To target all hosts, select ‘All Monitored Hosts’.
- Apply Exclusion Conditions
: Supports selecting exclusion scope based on tags.
When applying exclusion conditions, they operate with OR logic.
③ Set alert conditions: Configure alert trigger conditions▶ Set Alert Trigger Conditions
- If the Alert status persists because the situation is lifted and not resolved after an Alert occurs,
- When setting up SSH Check monitoring, select Check Alert.
a. Check Alert: Set alert conditions for each individual service. Adjust based on consecutive alert failures.
b.

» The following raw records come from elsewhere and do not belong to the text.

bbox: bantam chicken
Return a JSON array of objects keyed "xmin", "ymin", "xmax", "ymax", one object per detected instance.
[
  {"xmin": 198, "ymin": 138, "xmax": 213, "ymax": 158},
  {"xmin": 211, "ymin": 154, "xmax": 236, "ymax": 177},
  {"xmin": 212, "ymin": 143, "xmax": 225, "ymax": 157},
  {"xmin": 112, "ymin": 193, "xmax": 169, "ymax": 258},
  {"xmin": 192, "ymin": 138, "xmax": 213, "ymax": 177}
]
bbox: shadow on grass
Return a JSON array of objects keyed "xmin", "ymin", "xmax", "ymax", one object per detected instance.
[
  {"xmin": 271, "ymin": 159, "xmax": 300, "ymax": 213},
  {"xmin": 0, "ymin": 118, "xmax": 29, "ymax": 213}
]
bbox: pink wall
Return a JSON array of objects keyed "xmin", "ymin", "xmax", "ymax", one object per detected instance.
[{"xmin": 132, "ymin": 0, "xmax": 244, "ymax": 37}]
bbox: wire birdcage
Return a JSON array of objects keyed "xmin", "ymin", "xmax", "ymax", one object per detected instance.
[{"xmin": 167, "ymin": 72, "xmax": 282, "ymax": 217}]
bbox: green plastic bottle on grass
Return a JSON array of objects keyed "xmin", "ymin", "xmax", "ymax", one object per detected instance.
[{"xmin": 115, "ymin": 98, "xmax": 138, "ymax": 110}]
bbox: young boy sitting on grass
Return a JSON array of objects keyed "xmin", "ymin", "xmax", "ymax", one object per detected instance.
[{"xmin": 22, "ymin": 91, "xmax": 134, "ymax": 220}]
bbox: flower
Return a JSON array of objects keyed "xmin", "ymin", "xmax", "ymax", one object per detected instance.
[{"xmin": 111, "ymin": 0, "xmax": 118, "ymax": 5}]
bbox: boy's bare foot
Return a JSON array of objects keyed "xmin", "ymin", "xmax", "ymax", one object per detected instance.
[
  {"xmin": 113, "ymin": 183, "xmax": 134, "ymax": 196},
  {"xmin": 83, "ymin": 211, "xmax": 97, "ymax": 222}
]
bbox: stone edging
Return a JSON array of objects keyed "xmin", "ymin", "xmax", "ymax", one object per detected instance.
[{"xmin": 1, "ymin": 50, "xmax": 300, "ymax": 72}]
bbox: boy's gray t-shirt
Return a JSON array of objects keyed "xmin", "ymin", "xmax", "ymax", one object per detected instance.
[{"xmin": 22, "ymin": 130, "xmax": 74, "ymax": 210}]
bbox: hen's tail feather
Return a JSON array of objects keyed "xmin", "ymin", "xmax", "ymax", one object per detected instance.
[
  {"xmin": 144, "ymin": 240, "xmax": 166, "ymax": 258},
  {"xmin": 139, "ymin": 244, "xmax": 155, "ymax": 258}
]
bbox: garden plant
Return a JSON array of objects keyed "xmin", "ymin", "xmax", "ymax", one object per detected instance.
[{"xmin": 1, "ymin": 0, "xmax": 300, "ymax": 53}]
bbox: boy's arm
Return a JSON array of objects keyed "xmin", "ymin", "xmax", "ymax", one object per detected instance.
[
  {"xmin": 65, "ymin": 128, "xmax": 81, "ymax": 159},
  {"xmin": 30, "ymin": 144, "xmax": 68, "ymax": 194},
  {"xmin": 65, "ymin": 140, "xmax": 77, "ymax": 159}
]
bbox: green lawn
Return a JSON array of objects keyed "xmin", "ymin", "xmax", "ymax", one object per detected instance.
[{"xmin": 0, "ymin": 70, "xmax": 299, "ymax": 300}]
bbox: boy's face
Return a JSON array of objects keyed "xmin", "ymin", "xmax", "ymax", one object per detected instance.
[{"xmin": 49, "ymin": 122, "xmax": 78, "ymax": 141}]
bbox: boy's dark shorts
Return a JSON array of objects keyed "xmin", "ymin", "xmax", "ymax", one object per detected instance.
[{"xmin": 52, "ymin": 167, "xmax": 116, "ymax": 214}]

Cluster Alert: Set alert conditions based on the failure ratio of service checks within a cluster group.
▶ Set Group-by Conditions for Alert Triggering.
- Select the host.
▶ Set Alert Triggering and Resolution Conditions
- Configure conditions for Critical/OK states.
- Set consecutive failure counts for Critical / success counts for OK.
- Select 5 consecutive failures for Critical (alert triggers after 5 consecutive failures).
▶ Do not notify / Notify settings
- Configure notifications when no data is collected.
- Default is ‘Do not notify’. When set to Notify, a No-data alarm is triggered if no data is received within the set time.
▶ Auto Resolve Alert Setting
- If an alert state persists even after the issue is resolved, this function automatically resolves it after the set time.
- Default is ‘Never’, meaning auto-resolve is disabled. To enable auto-resolve, select the desired time.
This is a function that automatically resolves after a set time has passed.
- The default is ‘Never’, which does not automatically resolve. If you want to automatically resolve,
select a time.④ Notify your team: Propagation Settings
▶ Alert Title
- This is the title of the message propagated when an alert occurs.
- Example: [SSH Check][Critical] {{host.name}} ssh is not responding.
▶ Alert Message
- This is the content of the message propagated when an alert occurs.
- Example
{{#is_alert}} Occurrence Time (KST): {{local_time 'last_triggered_at' 'Asia/Seoul'}} [Critical] {{host.name}} ssh has not responded 5 times in a row. Please check. {{/is_alert}} {{#is_alert_recovery}} Occurrence Time (KST): {{local_time 'last_triggered_at' 'Asia/Seoul'}} [Critical Resolved] {{host.name}} ssh response has returned to normal. {{/is_alert_recovery}} |
▶ Use Message Template Variables
- You can check the usage of templates and variables available in the alert title and message body.
▶ Notify your services and your team members settings
- Notification channels such as opsgenie / slack / TEAMS / webhook and email are displayed.
Please set the channel or target email to propagate the alert.
▶ Content displayed settings (Message content settings)
- Configure whether to include automatically added content such as query/snapshot in the message.
▶ Include Triggering tags in notification title settings
- Displays the tag related to the target of the alert in the title when an alert occurs.
▶ Aggregation settings
- Since alerts are generated per SSH check target host, Multi Alert - Host should be selected.
▶ Renotification settings
- If an alert (Warning) or Nodata persists, it will resend alerts at the selected time interval.
▶ Tags settings
- Set tags for monitors that can be used when searching in Manage Monitors or configuring Downtime schedule.
▶ Priority settings
- Set the severity (importance) of alerts from P1 to P5.
⑤ Define permission and audit notifications
▶ Restrict editing settings
- Set the editing permissions for alerts.
- If a role is selected, all users with that role will be able to edit.
▶ Test Notifications
- Clicking the button will send a test alert to the selected channel.
▶ Create
- Clicking the button will save the configured settings.